The best sleep diaries contain basic information about both the day and the night. They should take 1-2 minutes to fill out and in no way should increase stress levels and frustration about bed. They should be brief so you can see the data and make any associations possible without sifting through paragraphs. The key is to find a diary that works for you, one that synthesizes the data easily and one that you’ll actually fill out on a regular basis!

Key Step #1

Start an entry just before bed each night. Think about your day and write down the following information: how much energy you had on average for the day, and what time you consumed any alcohol, caffeine and tobacco (and the amounts). Write down any stressful (out of the ordinary) events that happened that day. Note any naps and the time of day and how long they were. Finally, write down the time that you decided to go to bed for the night and any sedating nighttime medication you took (and ideally the time). Many people like to create a quick Excel spreadsheet that lists various data points in each column. For example, have a column for caffeine (yes/no, time of day), one for exercise (yes/no, time), one for bedtime, one for naps (yes/no, time).

Key Step #2

When you get up the next morning, think about how you slept the night before. Estimate how long it took you to fall asleep, how many times you woke up in the middle of the night and how long you were up for each time. Jot down what time you woke up as well as what time you got out of bed (sometimes they’re drastically different!).

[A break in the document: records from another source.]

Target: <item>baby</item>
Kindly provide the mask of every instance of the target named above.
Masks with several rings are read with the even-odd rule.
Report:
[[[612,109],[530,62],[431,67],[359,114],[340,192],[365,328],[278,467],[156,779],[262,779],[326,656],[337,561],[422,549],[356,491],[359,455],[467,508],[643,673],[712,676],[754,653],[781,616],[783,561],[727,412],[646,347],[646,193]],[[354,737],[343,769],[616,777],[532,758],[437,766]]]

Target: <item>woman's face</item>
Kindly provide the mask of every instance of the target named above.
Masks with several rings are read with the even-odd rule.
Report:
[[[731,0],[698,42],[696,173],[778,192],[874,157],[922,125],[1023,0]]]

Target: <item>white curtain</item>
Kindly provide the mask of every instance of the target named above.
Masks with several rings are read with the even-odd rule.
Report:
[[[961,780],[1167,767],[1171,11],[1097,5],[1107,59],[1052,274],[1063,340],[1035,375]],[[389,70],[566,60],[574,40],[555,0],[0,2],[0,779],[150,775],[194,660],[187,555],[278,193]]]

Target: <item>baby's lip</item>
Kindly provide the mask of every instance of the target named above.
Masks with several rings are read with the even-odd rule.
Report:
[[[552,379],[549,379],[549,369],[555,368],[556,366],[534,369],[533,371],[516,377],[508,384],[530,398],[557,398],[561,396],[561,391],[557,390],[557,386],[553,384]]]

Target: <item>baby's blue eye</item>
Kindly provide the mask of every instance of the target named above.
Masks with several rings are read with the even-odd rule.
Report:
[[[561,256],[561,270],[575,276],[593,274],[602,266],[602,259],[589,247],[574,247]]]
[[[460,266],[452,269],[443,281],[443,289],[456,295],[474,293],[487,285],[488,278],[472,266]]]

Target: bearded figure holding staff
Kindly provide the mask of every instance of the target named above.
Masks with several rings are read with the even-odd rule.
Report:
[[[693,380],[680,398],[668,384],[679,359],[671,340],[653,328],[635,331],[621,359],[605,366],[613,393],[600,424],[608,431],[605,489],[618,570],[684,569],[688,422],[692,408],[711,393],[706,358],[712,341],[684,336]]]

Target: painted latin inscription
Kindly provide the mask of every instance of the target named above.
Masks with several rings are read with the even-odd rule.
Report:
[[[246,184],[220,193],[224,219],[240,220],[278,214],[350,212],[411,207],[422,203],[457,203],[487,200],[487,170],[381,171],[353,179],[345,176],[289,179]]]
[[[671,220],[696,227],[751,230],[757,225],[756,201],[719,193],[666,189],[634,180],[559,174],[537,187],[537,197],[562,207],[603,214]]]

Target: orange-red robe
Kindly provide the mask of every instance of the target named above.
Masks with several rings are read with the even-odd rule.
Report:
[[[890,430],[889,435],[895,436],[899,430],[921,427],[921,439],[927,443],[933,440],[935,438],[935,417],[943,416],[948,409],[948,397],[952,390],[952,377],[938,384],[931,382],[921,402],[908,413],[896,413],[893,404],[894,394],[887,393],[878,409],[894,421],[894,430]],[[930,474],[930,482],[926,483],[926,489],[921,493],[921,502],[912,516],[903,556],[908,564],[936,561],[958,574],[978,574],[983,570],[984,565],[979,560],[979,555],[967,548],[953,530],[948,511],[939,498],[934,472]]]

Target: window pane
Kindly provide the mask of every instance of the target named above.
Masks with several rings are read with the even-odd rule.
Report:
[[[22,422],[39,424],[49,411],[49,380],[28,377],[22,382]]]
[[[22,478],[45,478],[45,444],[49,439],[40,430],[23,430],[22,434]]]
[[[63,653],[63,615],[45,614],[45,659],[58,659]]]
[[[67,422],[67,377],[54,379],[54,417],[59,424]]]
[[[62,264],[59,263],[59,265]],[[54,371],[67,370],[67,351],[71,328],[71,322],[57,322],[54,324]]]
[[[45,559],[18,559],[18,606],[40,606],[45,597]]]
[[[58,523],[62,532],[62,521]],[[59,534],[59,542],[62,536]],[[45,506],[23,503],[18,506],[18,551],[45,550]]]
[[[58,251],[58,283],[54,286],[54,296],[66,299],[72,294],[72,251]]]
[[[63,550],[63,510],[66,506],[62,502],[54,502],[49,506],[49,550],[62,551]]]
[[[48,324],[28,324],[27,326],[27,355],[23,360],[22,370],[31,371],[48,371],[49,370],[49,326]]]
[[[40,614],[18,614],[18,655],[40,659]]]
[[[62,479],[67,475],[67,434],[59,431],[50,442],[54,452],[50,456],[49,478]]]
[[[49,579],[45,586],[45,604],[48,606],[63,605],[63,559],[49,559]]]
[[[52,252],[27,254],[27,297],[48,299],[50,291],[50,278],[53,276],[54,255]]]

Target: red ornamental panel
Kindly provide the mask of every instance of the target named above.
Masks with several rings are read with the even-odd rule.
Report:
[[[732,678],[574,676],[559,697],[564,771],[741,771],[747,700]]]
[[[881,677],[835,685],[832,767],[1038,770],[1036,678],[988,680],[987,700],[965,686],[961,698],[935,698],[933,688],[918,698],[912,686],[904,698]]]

The biggest thing I stress to everyone is to NOT fill out the diary in the middle of the night. Looking at the clock at night only serves to worsen sleep. Let go of the pressure to be exact—simply estimate the times you might be awake at night. You can usually tell the difference between being up for 20 minutes versus three hours.

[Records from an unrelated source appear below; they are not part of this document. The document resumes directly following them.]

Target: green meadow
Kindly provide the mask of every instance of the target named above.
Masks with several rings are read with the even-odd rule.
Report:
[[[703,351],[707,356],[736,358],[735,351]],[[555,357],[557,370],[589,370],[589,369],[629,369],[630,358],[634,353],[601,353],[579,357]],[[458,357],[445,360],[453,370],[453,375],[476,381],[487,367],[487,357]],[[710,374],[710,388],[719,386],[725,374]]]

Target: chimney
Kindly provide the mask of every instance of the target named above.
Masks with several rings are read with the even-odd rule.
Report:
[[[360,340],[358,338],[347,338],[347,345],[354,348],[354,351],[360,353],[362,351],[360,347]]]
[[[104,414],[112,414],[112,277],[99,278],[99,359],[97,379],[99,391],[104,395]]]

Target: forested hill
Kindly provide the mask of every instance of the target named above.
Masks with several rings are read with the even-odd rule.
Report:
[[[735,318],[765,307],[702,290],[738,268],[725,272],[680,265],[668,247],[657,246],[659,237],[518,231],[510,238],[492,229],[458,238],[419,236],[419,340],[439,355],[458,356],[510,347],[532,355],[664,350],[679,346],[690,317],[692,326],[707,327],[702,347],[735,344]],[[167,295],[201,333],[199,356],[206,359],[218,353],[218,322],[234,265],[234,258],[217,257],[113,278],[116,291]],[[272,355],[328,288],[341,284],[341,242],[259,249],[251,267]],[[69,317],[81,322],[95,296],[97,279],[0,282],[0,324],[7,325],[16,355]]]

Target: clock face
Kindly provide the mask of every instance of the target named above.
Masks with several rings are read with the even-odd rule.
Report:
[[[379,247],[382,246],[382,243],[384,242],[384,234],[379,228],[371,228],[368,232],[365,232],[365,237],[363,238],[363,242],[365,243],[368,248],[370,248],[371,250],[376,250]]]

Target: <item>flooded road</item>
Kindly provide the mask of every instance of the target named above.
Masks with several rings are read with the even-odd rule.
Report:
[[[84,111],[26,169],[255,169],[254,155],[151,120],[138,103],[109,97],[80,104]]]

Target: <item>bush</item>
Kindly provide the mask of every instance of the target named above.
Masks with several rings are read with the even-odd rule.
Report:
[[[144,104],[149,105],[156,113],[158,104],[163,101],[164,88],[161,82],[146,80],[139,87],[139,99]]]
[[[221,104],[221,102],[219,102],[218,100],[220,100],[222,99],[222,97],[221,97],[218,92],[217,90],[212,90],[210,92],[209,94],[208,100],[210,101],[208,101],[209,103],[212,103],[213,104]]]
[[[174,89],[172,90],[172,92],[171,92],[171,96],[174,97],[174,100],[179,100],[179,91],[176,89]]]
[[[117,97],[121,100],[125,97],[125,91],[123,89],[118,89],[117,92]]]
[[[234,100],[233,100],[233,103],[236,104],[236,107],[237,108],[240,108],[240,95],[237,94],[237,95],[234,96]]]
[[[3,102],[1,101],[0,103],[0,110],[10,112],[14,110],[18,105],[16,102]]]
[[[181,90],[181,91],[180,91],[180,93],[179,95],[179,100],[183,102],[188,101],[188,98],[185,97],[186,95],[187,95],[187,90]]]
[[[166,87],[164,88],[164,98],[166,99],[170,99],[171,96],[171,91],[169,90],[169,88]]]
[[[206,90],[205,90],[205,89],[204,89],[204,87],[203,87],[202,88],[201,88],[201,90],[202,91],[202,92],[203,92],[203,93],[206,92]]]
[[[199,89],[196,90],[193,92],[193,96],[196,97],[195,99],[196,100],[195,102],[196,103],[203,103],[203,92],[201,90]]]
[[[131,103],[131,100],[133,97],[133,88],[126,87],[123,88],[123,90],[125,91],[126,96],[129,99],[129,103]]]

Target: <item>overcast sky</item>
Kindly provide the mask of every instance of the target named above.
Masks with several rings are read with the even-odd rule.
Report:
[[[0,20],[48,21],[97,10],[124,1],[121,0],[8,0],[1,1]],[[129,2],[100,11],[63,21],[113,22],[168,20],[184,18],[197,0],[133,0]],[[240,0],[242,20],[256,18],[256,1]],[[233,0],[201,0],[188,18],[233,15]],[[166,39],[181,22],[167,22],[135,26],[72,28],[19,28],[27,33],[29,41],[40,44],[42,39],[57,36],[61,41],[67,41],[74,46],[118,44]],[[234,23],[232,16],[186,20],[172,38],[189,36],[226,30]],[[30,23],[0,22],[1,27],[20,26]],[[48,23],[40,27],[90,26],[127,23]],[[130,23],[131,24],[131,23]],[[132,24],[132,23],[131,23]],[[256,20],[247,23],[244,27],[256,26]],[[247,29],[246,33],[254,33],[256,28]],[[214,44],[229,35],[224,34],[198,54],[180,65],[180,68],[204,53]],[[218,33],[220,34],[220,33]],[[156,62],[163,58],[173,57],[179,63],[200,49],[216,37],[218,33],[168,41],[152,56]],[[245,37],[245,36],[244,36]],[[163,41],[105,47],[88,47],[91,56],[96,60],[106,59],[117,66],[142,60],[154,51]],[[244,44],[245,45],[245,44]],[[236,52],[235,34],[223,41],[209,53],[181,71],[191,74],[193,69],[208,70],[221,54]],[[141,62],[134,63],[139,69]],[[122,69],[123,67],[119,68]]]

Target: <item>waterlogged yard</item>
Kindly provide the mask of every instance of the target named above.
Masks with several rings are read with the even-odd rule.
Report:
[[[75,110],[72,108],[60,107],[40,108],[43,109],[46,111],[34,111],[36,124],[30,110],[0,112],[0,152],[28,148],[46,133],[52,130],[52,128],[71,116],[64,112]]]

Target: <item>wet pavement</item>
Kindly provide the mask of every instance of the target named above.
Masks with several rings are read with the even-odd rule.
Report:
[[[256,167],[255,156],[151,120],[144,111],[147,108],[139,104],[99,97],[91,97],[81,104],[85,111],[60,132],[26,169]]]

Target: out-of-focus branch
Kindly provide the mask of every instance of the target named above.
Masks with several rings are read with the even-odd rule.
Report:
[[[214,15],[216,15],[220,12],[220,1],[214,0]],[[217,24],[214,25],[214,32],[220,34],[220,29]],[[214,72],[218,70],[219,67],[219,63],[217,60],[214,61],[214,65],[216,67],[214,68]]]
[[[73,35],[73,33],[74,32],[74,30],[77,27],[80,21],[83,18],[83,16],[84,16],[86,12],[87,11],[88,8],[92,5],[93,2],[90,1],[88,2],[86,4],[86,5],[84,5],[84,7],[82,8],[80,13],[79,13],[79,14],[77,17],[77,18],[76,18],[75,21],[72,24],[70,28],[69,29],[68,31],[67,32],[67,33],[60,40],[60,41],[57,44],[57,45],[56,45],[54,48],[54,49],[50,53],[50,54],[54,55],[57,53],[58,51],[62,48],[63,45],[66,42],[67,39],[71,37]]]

Basic changes to proper sleep hygiene can make a world of difference for some patients and will save you valuable time if you go to the doctor complaining of poor sleep quality (since one of the things they’re going to often suggest is making changes to sleep hygiene!). For example, you might notice that taking a nap during the day might lead to trouble falling asleep at bedtime. Some people find that sleeping in on the weekends makes it harder to fall asleep on Sunday night. Others may notice that exercise too close to bedtime impacts their ability to fall asleep.

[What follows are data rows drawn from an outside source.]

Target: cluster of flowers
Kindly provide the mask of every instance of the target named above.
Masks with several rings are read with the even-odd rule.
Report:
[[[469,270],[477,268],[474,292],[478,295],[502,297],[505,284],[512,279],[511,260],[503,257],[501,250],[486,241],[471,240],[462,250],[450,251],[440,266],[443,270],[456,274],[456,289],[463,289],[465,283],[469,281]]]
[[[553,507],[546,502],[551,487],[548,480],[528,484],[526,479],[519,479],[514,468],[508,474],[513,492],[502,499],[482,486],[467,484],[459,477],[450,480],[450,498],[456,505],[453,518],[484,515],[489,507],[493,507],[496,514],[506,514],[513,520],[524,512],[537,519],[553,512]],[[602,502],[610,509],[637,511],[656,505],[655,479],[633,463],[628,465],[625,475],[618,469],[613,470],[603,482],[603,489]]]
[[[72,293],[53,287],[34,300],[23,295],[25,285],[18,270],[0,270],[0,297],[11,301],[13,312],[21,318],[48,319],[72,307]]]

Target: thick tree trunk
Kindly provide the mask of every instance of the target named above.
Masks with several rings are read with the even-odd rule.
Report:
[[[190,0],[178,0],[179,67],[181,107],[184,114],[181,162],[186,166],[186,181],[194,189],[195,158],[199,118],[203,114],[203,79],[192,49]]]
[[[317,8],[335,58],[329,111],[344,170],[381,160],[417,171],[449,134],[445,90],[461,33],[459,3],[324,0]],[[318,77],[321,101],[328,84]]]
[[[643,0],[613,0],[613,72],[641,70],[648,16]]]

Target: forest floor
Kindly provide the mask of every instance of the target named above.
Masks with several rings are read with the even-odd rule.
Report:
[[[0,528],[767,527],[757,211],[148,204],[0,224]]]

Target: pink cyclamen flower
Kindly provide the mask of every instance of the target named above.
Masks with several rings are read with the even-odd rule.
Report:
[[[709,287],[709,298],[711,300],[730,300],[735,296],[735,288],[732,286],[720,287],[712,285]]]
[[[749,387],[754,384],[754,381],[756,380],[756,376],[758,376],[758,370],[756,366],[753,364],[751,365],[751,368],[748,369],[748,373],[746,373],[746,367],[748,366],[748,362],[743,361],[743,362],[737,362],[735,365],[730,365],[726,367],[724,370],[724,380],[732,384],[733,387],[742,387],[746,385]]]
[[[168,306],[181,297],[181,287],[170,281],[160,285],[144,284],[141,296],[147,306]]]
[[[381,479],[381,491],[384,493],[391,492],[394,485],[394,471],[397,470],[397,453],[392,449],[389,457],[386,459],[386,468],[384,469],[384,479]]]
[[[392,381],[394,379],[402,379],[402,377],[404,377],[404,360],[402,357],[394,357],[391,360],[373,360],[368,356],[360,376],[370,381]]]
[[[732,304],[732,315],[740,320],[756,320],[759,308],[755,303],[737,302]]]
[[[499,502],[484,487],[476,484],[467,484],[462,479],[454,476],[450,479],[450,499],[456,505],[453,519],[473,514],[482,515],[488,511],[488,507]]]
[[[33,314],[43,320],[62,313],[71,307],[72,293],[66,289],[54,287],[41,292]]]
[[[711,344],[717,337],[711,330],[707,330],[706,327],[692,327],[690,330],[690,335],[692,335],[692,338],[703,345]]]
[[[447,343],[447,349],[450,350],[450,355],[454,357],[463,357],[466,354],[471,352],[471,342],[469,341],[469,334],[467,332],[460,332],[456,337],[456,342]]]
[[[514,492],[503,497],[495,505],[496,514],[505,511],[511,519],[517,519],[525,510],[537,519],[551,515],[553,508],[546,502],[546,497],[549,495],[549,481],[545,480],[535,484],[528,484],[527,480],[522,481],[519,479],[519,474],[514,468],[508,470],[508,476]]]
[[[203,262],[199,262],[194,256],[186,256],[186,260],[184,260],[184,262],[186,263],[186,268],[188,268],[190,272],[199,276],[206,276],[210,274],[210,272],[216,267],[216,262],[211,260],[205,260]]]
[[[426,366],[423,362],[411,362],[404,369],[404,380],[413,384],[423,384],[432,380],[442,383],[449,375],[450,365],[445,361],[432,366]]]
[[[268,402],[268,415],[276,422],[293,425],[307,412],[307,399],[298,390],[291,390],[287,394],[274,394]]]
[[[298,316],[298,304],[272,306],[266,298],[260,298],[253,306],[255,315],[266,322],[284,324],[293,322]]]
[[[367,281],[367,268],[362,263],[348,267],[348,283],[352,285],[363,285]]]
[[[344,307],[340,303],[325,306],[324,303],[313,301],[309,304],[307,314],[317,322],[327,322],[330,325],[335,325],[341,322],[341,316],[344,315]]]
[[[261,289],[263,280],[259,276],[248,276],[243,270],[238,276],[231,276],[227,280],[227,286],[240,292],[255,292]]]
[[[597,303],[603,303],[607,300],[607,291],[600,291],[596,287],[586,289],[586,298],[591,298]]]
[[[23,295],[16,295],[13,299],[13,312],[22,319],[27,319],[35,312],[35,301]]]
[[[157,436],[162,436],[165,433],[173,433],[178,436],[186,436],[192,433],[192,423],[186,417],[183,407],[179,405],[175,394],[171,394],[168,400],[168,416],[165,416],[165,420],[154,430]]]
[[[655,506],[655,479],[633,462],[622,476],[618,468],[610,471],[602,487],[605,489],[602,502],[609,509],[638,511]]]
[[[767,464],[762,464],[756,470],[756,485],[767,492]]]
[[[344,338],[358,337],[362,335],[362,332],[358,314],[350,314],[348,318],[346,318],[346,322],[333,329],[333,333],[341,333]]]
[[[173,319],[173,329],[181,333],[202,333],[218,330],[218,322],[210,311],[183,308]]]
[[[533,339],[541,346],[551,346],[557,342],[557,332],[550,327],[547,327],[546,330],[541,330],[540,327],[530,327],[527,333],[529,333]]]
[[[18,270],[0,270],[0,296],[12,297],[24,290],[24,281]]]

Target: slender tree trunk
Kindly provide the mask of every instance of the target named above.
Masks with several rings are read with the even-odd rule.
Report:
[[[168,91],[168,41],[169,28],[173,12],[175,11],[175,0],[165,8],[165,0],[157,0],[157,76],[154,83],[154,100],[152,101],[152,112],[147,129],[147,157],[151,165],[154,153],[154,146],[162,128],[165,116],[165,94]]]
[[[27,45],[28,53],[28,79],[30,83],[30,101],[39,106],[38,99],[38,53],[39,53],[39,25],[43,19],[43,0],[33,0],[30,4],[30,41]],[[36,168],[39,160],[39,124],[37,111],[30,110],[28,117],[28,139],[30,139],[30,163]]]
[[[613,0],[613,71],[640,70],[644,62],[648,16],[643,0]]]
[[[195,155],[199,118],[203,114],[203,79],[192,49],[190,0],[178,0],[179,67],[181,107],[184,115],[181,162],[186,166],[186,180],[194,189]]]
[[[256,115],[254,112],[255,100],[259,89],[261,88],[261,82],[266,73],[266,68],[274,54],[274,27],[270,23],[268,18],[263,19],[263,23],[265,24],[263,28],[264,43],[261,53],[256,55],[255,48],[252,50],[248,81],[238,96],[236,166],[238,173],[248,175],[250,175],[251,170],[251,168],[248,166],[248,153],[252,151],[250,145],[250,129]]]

It is best to track your sleep for two weeks in a row. Everyone has a bad week of sleep here and there, so observing two weeks is best. Once you’ve done the baseline tracking, you can then try to make some simple changes. Here’s some basic sleep hygiene changes that many people can make after looking at their sleep diary. Track your sleep for another two weeks once making sleep hygiene changes and see what happens.

Proper sleep hygiene includes:

1. Keep a consistent bed and wake time every day, seven days a week.

2. Keep your bedroom quiet, dark and cool… almost like a comfortable cave.

3. Avoid alcohol, tobacco, heavy meals, liquids and exercise within three hours of bedtime.

4. Avoid caffeine after 2 p.m.

5. Avoid naps, especially after 2 p.m. If you must nap, limit it to 20 minutes before 2pm.

6. The bed is only for sleep and sex. If you can’t sleep, get out of bed and do something calm, quiet and relaxing in a dimly lit room. Return to bed only when sleepy.

7. Power down (turn off TV, iPads, iPhone, computers) one hour before bed and wind down with relaxing activities (reading, knitting, stretches, listening to music) in dim light.

After another two weeks of sleep diary data with proper sleep hygiene, look and see what happened. If, despite making the above changes, you still have trouble falling asleep, staying asleep or feeling unrefreshed during the day, consider making an appointment with a sleep specialist to rule out specific sleep issues such as sleep apnea or insomnia. Many sleep disorders are quite treatable, and a sleep specialist will find it extremely helpful if you’ve already begun tracking your sleep.